Penjaga gawang berusia 27 tahun itu menilai Ajax kekurangan rasa kebersamaan sebagai sebuah tim. Menurutnya, kekompakan dan semangat saling mendukung antar pemain sangat penting, terutama ketika sedang dalam situasi sulit.
“Sebuah tim, orang-orang yang bersedia berjuang mati-matian untuk satu sama lain. Di saat-saat sulitlah kami akan melihat yang terbaik, apakah kami benar-benar sebuah tim atau tidak. Kami semua perlu bercermin dan melihat bagaimana kami bisa berkembang,” ucapnya.

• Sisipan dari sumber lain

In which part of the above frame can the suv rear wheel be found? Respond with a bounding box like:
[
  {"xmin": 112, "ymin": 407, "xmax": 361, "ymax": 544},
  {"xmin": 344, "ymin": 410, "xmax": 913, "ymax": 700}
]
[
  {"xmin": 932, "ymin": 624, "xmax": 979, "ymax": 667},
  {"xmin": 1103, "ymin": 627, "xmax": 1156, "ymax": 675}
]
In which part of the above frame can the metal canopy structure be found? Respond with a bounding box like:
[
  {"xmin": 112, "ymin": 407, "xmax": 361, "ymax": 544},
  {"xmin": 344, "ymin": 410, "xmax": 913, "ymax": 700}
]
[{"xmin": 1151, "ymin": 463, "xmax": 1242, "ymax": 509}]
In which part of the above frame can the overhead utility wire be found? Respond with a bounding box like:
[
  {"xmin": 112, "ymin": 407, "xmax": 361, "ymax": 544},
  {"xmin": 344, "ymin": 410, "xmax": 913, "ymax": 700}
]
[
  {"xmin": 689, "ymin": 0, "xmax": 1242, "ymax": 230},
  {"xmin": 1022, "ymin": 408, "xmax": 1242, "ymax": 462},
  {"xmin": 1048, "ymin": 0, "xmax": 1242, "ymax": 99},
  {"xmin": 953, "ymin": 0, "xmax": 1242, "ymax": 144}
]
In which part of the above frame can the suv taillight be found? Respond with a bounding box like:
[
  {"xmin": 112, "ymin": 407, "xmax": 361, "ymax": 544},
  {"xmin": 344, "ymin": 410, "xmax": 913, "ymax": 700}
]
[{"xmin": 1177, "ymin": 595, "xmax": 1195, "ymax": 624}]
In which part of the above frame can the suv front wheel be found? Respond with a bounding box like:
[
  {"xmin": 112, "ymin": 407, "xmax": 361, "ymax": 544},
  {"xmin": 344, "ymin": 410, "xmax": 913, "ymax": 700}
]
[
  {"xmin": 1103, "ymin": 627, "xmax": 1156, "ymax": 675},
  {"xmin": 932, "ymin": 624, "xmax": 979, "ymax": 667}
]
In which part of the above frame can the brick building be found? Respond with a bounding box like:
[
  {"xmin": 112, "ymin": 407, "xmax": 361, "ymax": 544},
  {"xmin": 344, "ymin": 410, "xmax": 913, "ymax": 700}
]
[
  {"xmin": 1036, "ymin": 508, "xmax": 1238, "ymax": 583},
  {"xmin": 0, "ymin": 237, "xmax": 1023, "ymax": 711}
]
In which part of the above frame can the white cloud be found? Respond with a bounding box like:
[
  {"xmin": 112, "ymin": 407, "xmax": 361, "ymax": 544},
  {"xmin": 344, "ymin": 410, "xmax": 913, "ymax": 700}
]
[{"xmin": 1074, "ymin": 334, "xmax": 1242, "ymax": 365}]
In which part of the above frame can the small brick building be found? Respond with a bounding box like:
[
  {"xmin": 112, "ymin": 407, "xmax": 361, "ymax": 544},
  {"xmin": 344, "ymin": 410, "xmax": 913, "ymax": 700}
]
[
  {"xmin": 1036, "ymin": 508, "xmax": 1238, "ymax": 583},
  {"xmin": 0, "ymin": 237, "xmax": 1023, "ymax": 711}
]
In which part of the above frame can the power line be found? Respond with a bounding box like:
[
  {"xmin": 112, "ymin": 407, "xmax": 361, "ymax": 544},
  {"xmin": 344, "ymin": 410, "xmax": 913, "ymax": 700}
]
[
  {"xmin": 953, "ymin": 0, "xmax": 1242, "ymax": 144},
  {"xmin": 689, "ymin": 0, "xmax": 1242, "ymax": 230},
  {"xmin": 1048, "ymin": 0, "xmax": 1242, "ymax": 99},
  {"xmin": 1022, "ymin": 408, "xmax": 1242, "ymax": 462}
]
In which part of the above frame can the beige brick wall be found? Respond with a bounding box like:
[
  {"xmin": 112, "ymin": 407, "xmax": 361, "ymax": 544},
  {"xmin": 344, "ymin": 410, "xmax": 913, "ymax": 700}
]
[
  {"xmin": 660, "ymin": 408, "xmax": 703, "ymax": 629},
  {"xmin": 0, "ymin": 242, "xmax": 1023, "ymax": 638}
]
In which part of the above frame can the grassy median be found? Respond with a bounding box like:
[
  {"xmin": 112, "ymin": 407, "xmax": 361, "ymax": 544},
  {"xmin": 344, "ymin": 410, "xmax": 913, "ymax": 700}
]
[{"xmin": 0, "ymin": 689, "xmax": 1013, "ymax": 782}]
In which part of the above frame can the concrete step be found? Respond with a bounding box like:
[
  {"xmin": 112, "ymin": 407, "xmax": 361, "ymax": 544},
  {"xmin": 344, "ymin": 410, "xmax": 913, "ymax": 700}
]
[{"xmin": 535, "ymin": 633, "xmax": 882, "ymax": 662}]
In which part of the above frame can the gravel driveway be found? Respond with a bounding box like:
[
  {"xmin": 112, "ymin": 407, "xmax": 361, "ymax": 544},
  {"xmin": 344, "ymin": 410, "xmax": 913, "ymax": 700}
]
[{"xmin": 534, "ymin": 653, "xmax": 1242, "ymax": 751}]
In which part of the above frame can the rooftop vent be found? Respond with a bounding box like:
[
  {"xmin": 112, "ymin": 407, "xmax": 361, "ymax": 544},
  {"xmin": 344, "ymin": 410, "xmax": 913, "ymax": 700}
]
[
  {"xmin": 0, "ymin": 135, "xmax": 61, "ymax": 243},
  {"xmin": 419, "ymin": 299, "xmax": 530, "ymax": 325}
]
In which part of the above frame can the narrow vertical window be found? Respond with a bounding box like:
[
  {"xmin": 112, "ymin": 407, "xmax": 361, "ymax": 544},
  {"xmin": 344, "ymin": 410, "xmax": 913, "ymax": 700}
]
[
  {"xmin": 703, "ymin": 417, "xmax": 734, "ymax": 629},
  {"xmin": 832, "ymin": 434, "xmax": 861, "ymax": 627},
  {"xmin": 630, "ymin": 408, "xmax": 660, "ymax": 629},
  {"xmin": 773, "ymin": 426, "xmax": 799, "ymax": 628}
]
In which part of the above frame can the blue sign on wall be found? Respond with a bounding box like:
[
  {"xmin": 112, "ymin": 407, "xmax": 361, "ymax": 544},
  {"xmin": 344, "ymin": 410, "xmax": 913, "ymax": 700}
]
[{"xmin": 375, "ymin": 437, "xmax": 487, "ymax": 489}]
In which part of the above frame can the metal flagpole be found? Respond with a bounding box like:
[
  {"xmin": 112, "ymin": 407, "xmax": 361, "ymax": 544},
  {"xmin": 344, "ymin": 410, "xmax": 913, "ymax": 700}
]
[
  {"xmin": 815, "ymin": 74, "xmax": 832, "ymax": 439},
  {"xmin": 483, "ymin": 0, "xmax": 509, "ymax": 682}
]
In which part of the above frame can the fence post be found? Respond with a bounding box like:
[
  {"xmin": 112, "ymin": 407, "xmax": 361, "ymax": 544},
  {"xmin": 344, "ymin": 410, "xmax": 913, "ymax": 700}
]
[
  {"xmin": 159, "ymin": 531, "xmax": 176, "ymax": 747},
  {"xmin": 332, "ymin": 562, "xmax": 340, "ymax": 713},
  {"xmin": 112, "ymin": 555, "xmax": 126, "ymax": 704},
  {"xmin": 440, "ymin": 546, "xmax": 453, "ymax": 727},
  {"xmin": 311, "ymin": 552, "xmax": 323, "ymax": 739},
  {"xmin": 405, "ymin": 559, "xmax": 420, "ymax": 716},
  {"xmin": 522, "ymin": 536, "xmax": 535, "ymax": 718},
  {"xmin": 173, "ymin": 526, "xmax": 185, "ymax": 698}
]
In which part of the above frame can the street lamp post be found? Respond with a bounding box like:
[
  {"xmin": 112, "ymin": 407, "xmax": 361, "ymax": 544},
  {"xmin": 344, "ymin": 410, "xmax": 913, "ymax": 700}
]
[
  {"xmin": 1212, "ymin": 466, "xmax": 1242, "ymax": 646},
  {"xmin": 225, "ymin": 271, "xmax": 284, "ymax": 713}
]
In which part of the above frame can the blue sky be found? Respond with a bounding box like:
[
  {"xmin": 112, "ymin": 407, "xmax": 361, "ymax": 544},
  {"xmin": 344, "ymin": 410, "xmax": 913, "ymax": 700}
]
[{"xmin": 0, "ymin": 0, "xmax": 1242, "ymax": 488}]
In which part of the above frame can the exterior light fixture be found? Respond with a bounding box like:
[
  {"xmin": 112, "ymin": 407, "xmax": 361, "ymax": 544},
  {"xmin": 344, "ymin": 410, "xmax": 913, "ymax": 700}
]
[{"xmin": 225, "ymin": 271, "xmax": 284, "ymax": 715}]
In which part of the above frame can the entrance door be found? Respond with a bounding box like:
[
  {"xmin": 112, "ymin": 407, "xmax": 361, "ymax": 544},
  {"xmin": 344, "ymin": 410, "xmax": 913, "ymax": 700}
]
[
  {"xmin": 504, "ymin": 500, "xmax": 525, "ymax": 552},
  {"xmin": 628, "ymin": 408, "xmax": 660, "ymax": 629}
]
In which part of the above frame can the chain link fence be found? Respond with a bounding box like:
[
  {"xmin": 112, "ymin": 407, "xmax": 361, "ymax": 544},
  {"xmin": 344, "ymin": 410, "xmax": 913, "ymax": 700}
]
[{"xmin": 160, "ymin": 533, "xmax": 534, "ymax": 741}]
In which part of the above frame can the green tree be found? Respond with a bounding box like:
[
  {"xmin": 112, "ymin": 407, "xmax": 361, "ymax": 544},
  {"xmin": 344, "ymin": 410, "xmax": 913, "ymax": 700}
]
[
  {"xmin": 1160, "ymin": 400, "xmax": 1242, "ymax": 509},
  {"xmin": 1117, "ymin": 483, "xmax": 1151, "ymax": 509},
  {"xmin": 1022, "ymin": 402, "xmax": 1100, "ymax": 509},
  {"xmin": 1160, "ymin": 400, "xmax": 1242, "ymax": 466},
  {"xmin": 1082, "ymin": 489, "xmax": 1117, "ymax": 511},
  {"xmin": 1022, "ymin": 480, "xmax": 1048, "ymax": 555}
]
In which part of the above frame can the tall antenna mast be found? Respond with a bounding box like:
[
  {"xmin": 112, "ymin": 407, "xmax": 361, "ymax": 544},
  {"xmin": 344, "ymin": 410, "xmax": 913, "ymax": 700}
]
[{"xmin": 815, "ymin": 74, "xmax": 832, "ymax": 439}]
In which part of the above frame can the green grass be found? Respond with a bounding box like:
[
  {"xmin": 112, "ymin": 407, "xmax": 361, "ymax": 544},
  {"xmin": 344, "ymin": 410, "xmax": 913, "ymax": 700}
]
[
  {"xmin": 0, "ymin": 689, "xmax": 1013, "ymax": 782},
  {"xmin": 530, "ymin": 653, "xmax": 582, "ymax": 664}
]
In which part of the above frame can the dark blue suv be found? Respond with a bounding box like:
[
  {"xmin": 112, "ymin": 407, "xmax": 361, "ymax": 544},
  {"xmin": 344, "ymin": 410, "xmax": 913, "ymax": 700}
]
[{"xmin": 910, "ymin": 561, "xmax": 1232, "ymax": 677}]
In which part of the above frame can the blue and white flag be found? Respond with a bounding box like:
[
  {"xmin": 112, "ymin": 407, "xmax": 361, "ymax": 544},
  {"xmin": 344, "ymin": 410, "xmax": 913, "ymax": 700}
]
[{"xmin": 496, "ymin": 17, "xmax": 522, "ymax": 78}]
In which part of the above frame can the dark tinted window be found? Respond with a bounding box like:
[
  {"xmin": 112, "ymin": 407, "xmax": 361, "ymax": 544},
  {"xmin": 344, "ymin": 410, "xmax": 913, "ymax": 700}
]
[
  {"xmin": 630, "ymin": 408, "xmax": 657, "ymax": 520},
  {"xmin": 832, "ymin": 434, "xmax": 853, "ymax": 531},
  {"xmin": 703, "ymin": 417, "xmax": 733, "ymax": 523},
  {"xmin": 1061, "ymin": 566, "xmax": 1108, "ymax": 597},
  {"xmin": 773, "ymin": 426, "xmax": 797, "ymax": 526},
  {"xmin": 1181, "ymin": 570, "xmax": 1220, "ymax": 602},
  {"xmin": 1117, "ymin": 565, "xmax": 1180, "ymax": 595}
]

“Saat menang, semua orang berteman. Di saat-saat sulitlah kami akan melihat yang terbaik, apakah kamibersedia berjuang mati-matian untuk satu sama lain, apakah kita saling mendukung,” sambung eks kiper FC Utrecht itu.
“Sepakbola adalah permainan yang penuh kesalahan, kita semua melakukannya, tetapi setidaknya kami harus menjadi sebuah tim,” tandas Paes.
Kekalahan tersebut membuat Ajax Amsterdam turun di peringkat keempat klasemen sementara Liga Belanda 2025-2026. Mereka mengoleksi 44 poin, sama seperti FC Twente yang sedang duduk di peringkat ketiga.